Another objective was to evaluate the capacity of our proposed neural network solution to classify network traffic in different networking scenarios. To validate our approach, we chose various network intrusion detection training datasets. The CIC-IDS2017 and its derived Lycos dataset represent a more general networking scenario of everyday Internet usage. In contrast to those two datasets, the WUSTL-IIOT-2021 and Bot IoT datasets include different types of smart devices and industrial applications. Those additional networking applications introduce new network protocols and connection patterns to the network traffic classification and attack detection task. Our results have shown that the proposed shallow neural network can detect attacks with a high F1-Score for both networking scenarios.

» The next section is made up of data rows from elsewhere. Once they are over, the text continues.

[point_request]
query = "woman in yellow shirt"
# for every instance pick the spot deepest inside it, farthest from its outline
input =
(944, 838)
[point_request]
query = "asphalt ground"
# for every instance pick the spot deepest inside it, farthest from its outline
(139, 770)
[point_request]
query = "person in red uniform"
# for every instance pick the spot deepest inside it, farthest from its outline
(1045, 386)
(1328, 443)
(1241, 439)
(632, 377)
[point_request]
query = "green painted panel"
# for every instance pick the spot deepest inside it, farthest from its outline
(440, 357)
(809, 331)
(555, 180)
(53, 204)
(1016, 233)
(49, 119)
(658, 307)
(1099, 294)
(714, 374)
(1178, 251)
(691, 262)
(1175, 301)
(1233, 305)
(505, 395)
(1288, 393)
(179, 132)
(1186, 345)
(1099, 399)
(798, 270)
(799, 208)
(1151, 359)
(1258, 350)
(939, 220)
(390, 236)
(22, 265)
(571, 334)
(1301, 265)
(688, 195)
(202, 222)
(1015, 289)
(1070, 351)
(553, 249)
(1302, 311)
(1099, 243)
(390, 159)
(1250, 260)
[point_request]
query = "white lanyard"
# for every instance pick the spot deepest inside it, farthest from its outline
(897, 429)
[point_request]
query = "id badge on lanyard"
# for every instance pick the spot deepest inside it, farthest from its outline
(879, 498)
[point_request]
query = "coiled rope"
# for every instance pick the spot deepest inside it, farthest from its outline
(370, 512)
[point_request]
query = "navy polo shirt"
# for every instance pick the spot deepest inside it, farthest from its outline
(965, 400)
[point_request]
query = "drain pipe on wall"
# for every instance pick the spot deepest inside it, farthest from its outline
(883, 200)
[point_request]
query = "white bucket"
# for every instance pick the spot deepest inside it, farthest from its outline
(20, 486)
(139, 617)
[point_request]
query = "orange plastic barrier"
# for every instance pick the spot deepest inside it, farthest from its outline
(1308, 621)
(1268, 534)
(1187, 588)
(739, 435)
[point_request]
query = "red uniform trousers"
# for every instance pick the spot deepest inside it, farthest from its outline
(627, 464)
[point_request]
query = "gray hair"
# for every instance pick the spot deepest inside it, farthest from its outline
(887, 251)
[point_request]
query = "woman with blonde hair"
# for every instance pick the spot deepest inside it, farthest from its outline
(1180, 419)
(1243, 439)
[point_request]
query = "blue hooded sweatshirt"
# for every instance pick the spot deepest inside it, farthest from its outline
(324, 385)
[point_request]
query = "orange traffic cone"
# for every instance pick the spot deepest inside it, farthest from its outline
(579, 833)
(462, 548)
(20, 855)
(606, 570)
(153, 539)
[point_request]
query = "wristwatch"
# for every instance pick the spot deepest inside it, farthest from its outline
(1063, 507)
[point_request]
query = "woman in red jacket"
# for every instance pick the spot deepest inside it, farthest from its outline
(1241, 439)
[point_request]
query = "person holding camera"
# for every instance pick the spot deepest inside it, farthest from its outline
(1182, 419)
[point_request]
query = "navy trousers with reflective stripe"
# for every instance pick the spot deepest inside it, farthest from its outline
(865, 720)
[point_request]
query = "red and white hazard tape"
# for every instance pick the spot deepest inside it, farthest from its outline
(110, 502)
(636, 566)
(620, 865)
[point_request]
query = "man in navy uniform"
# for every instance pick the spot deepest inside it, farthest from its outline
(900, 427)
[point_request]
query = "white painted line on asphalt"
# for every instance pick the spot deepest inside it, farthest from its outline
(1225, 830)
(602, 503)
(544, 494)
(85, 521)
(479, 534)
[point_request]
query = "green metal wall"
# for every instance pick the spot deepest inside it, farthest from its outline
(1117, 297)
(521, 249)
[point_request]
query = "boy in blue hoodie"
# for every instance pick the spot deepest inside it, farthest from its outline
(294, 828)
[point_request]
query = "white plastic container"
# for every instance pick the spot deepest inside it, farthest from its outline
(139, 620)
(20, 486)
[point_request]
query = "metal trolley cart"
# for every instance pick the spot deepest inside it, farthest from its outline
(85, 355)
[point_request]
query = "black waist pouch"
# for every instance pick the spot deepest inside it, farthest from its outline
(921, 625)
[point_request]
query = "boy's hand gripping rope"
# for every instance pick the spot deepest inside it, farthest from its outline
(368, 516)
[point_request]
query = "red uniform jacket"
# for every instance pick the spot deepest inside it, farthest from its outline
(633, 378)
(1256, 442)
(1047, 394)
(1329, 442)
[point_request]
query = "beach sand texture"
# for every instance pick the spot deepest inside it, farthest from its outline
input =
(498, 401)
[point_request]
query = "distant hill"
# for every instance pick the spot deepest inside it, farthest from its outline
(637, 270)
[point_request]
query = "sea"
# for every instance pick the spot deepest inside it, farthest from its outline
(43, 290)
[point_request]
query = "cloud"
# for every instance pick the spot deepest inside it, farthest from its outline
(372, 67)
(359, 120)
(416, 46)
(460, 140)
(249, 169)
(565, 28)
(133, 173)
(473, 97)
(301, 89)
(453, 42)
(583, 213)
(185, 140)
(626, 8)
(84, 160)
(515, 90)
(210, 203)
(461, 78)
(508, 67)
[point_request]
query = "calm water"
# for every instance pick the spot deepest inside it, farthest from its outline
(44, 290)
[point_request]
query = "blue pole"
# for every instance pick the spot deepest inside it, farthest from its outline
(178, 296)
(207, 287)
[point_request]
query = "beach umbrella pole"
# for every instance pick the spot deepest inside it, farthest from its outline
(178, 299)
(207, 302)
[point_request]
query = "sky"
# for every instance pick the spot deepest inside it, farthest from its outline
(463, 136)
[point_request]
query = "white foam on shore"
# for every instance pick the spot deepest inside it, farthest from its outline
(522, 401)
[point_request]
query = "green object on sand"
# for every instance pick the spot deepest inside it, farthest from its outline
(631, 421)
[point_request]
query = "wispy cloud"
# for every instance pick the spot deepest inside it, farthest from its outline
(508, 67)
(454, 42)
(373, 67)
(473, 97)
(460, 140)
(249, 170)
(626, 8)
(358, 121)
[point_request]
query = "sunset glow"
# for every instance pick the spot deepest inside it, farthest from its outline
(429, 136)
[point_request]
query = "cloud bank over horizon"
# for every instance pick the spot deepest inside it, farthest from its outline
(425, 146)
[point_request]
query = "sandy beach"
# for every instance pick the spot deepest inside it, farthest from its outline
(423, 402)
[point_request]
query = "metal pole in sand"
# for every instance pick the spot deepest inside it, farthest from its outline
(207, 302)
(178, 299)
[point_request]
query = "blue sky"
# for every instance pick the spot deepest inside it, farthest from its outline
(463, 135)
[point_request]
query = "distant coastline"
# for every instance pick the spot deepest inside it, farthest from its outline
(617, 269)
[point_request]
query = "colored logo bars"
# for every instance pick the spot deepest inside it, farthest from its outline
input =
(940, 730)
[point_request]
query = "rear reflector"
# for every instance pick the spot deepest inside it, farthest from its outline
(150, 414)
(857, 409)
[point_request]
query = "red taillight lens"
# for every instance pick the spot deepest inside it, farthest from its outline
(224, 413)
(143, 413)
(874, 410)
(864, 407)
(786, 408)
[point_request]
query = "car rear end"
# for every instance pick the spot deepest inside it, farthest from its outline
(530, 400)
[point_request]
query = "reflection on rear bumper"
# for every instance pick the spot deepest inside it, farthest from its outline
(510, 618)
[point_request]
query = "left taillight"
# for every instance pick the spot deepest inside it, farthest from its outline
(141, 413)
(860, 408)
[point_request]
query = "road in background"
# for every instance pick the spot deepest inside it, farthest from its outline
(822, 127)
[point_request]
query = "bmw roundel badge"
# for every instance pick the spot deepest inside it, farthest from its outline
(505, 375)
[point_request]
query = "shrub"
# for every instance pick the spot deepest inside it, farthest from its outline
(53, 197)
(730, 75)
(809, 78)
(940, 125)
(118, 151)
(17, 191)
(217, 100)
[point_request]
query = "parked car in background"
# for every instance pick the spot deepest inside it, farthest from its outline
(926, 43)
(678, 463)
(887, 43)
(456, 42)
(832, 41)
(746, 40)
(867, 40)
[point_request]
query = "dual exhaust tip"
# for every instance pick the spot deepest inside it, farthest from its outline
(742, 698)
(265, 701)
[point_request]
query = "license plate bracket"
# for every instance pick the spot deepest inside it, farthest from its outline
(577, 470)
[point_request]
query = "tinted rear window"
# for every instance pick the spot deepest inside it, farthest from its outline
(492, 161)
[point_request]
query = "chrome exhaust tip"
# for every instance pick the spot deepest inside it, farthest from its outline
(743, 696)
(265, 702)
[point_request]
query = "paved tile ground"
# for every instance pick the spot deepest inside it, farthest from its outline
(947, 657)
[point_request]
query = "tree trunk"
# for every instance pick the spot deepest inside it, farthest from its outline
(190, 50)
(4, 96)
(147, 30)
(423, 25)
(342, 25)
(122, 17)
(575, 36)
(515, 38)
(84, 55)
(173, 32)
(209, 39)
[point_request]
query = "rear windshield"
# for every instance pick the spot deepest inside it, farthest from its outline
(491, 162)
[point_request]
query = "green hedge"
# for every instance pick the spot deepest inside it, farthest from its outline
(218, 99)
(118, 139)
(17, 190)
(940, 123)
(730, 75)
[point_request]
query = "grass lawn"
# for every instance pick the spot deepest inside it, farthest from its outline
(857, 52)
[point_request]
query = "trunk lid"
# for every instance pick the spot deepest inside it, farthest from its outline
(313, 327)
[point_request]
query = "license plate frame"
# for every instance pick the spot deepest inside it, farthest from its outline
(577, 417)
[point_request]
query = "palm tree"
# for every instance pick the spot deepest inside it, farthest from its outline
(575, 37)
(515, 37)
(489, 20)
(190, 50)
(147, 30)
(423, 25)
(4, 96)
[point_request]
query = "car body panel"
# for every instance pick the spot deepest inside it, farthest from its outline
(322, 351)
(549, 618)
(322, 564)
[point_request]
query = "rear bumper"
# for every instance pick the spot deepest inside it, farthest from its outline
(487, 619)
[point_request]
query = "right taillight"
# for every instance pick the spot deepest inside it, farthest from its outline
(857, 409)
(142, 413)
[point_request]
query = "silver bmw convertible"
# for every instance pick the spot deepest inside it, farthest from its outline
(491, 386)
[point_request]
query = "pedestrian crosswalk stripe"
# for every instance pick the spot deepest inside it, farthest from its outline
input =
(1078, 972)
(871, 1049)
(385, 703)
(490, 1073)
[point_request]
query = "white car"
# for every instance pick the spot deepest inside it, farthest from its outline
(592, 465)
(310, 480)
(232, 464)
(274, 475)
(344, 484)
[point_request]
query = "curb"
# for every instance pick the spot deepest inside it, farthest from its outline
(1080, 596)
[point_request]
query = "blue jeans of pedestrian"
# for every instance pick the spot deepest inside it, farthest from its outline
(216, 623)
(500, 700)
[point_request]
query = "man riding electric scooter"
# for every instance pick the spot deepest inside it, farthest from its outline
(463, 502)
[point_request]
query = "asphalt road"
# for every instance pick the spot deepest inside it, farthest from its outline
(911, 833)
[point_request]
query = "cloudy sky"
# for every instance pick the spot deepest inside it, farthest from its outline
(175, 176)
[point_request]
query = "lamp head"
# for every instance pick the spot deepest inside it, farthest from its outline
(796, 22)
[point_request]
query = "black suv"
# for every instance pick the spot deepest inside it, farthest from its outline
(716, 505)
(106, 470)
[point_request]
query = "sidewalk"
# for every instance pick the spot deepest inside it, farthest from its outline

The presented results encourage us to extend our research in the future to further networking scenarios and to an implementation of our proposed neural network for the detection of network attacks in an embedded environment. Exploring additional model compression techniques like bit reduction or feature search and engineering also seems promising for successfully implementing our neural network on an embedded device. Another promising future research direction is combining our classification solution with an anomaly detection algorithm that could trigger alerts for possible threats not currently detected by the proposed network. An additional interesting research direction will be the combination of our approach with secure communication using Blockchain technology [30].

9. Conclusions

Network services have become economically and socially crucial for our society. The advancement of digitalization is projected to only increase in the coming decade. Alongside this increase in connected devices and services, the number of attacks on digital infrastructure is projected to grow equally. The rise of extremism and global tensions further fuels this trend. In this article, we proposed a shallow neural network to detect and classify attacks on digital communication infrastructure. Successful detection of an ongoing attack is the goal of every security mechanism.

We have shown that a straightforward architecture search can yield good results in obtaining a neural network architecture that is sufficiently small to limit the computational requirements of high-throughput or embedded devices. We have further shown that a shallow neural network with 110 ReLU-activated artificial neurons can detect and classify network attacks with an F1-Score well above 90%.

To counteract the impact of imbalanced learning caused by a strong imbalance of the sample distribution in the training dataset, we proposed an improvement on the attack-sharing loss function proposed by Dong et al. [8]. We have shown that the proposed specialized loss function can decrease the number of false negatives and thus improve the overall detection rate of the model.

We have further shown that our proposed MLP can successfully be applied to different networking scenarios realized in the different training datasets used in this paper. Our results have shown that a shallow neural network is equally capable of detecting attacks in normal Internet usage and smart device communication networks. This finding is important because it shows that our proposed solution is well-adapted to various communication protocols and access patterns.